The following groups are at high risk getting infected with HIV:
· Sexually active homosexual men
· Men who have sex with both men and women
· Heterosexual woman whose partner has sex with more than one partner or with men
· People who share needles (for IV drug use, tattooing, or piercing)
· Babies born to or breast-fed by HIV-infected mothers
· People given transfusions of blood or blood products in countries where the blood is not tested for HIV
· had a blood transfusion or received other blood products before November 1986
· had sex while under the influence of alcohol or drugs (you might not have used protection)

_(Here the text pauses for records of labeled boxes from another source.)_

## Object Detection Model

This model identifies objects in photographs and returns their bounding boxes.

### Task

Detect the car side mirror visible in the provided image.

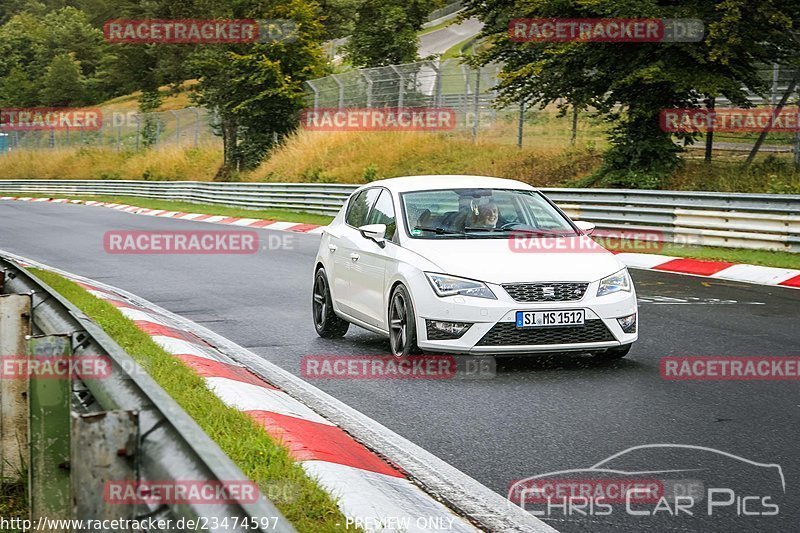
[575,220,597,235]
[358,224,386,248]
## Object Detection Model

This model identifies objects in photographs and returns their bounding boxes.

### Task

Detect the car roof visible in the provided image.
[360,174,536,192]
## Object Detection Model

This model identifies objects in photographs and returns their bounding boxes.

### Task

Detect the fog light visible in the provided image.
[425,320,472,341]
[617,313,636,333]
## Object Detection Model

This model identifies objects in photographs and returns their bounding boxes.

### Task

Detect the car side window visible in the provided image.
[367,189,397,242]
[344,188,381,228]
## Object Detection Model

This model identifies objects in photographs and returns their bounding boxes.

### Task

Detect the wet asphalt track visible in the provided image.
[0,197,800,532]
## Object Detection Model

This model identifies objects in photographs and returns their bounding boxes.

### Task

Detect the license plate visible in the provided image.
[517,309,586,328]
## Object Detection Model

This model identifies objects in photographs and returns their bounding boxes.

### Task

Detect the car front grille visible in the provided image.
[477,320,616,346]
[503,283,589,302]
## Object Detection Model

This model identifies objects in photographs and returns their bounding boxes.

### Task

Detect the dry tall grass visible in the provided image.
[0,146,222,181]
[255,131,599,186]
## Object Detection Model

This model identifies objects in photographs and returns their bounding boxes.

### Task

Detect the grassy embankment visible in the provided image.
[21,269,360,533]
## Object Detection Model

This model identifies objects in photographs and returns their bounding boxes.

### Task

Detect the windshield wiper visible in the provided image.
[414,226,464,235]
[464,226,575,237]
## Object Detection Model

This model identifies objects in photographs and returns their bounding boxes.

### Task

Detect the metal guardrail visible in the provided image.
[0,257,295,533]
[0,180,800,252]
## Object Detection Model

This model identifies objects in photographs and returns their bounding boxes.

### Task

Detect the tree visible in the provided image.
[466,0,800,187]
[41,54,86,107]
[345,0,433,67]
[189,0,326,180]
[0,67,38,107]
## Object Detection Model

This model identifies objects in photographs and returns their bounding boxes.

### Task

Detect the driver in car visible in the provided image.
[467,197,500,228]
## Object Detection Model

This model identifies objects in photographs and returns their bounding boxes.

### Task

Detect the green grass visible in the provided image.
[0,192,800,269]
[0,483,28,533]
[441,37,475,61]
[648,244,800,269]
[0,191,333,226]
[31,269,356,533]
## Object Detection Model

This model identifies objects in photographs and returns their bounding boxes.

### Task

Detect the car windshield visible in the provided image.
[400,188,578,239]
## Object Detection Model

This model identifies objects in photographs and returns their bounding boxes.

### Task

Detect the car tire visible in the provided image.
[388,285,419,357]
[311,268,350,339]
[594,343,633,360]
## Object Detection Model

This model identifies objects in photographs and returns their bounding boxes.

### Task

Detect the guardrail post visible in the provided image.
[362,70,372,109]
[472,67,481,142]
[794,89,800,168]
[389,65,406,107]
[189,107,200,148]
[134,113,142,151]
[331,74,344,109]
[28,335,72,531]
[0,290,32,481]
[70,411,139,520]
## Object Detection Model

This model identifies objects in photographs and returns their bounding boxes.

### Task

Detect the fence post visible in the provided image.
[134,113,142,150]
[569,104,578,146]
[794,89,800,168]
[189,107,200,148]
[0,290,31,481]
[306,80,319,111]
[431,59,450,107]
[28,334,72,531]
[389,65,406,107]
[472,67,481,142]
[331,74,344,109]
[769,63,781,106]
[461,64,470,122]
[170,111,181,146]
[361,69,372,107]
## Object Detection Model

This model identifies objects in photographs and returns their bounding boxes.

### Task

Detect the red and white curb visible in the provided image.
[3,252,555,532]
[0,196,800,288]
[79,281,477,531]
[616,253,800,288]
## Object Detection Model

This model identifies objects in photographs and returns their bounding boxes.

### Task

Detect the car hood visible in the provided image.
[405,236,625,284]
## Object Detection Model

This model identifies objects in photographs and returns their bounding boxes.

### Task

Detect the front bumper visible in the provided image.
[412,274,638,354]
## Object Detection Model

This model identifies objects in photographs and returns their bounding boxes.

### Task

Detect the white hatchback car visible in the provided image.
[312,176,637,358]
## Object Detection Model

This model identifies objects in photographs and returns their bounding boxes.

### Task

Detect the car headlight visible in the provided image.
[597,268,631,296]
[425,272,497,300]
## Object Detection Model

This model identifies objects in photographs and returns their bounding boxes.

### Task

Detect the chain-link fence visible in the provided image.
[306,59,517,138]
[0,107,221,152]
[306,59,800,152]
[0,59,800,154]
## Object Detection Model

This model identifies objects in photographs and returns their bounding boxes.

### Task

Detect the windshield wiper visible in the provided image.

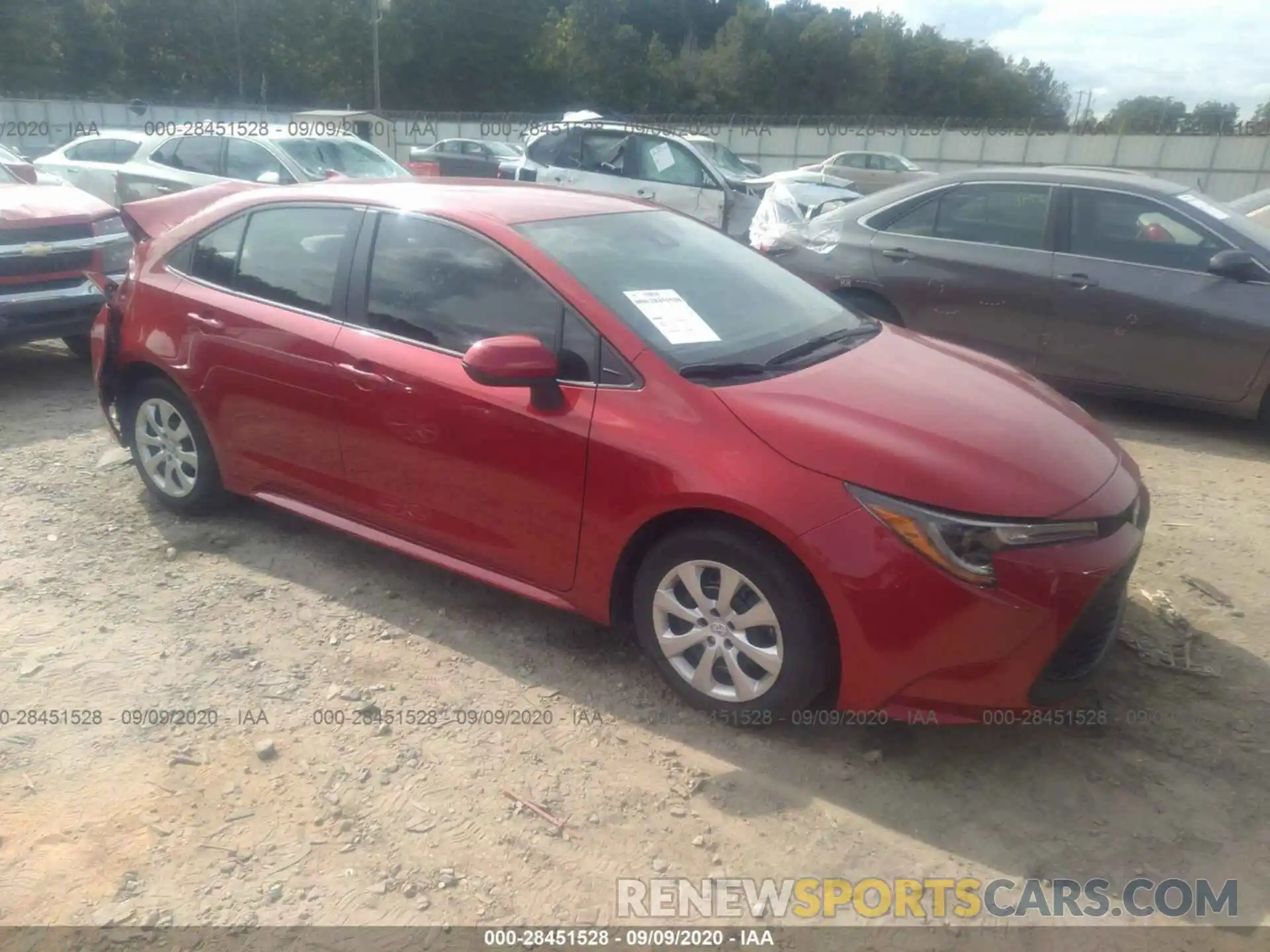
[763,325,876,370]
[679,362,767,379]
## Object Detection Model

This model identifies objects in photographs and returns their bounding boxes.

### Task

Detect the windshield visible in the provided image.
[690,138,754,179]
[517,212,874,370]
[485,142,521,159]
[278,138,410,179]
[1176,189,1270,251]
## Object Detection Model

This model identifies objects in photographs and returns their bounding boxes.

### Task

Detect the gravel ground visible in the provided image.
[0,345,1270,947]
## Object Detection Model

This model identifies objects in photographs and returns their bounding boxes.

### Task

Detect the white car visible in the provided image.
[32,130,146,204]
[499,119,767,240]
[802,152,937,196]
[114,128,413,206]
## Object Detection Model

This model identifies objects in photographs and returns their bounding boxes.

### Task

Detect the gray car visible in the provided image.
[410,138,525,179]
[770,169,1270,428]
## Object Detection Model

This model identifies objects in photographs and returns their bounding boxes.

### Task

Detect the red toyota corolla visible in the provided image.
[87,182,1148,722]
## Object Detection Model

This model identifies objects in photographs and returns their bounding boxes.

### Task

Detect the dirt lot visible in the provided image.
[0,345,1270,926]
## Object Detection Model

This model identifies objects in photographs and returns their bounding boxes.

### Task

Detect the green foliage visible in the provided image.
[1106,97,1186,134]
[0,0,1072,120]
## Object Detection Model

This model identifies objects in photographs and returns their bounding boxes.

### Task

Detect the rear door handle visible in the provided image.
[185,311,225,330]
[337,360,384,389]
[1058,272,1099,288]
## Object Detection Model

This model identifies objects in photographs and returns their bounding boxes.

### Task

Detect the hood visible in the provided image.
[715,326,1121,518]
[0,184,114,229]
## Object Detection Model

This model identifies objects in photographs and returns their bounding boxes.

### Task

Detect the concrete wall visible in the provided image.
[7,99,1270,199]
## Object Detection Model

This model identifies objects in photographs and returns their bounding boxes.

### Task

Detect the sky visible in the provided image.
[820,0,1270,118]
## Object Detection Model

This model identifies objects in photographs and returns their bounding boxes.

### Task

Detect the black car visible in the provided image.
[767,167,1270,424]
[410,138,525,179]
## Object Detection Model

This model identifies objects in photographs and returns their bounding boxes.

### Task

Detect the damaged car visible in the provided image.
[765,169,1270,425]
[84,179,1150,725]
[749,173,861,254]
[0,165,132,358]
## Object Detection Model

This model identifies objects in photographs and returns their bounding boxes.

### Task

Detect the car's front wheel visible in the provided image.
[120,378,226,514]
[634,526,835,723]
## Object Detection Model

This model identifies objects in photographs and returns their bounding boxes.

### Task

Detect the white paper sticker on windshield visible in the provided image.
[626,291,719,344]
[648,142,675,171]
[1177,194,1230,221]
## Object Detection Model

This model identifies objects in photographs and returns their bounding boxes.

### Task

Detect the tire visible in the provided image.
[632,527,837,725]
[119,377,229,516]
[834,288,904,327]
[62,334,93,360]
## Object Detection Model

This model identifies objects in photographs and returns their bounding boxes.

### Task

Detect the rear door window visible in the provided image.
[1068,188,1230,272]
[233,207,359,315]
[171,136,224,175]
[932,182,1053,249]
[364,214,599,382]
[187,216,246,288]
[66,138,116,163]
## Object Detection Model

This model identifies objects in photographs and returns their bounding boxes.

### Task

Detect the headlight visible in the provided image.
[847,484,1099,585]
[93,214,132,274]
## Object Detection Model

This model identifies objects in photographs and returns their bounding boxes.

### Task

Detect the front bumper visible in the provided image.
[0,274,123,346]
[802,468,1150,723]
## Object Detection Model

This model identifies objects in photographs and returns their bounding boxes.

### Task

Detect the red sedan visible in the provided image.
[84,180,1148,722]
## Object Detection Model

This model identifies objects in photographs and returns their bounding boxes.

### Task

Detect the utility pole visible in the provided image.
[371,0,392,112]
[231,0,246,104]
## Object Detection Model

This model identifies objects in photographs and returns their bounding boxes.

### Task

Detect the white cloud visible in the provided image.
[824,0,1270,117]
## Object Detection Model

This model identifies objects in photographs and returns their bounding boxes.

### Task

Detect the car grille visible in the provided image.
[1031,555,1136,706]
[0,222,93,278]
[0,222,93,245]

· had sex – especially anal or vaginal intercourse – without using a latex or polyurethane condom or other protective barrier
· Tested positive for another sexually transmitted and blood-borne infection (e.g. syphilis, gonorrhea, chlamydia, hepatitis B, hepatitis C, etc.)
· People who have sex with an HIV infected partner or with anyone in the above groups if they do not always use a latex or polyurethane condom
Who should be tested for HIV?
You should be tested for HIV if:
· You are or were in a high risk group (listed above).
· You have ever had unprotected sex and have not been tested.
· You are or plan to become pregnant.
It is especially important to be tested if you are or plan to get pregnant so you can keep the baby from getting infected. It’s best to be tested before pregnancy, but getting tested during pregnancy is better than not being tested at all. If you are HIV positive, treatment is available to help protect the baby from infection during pregnancy and delivery.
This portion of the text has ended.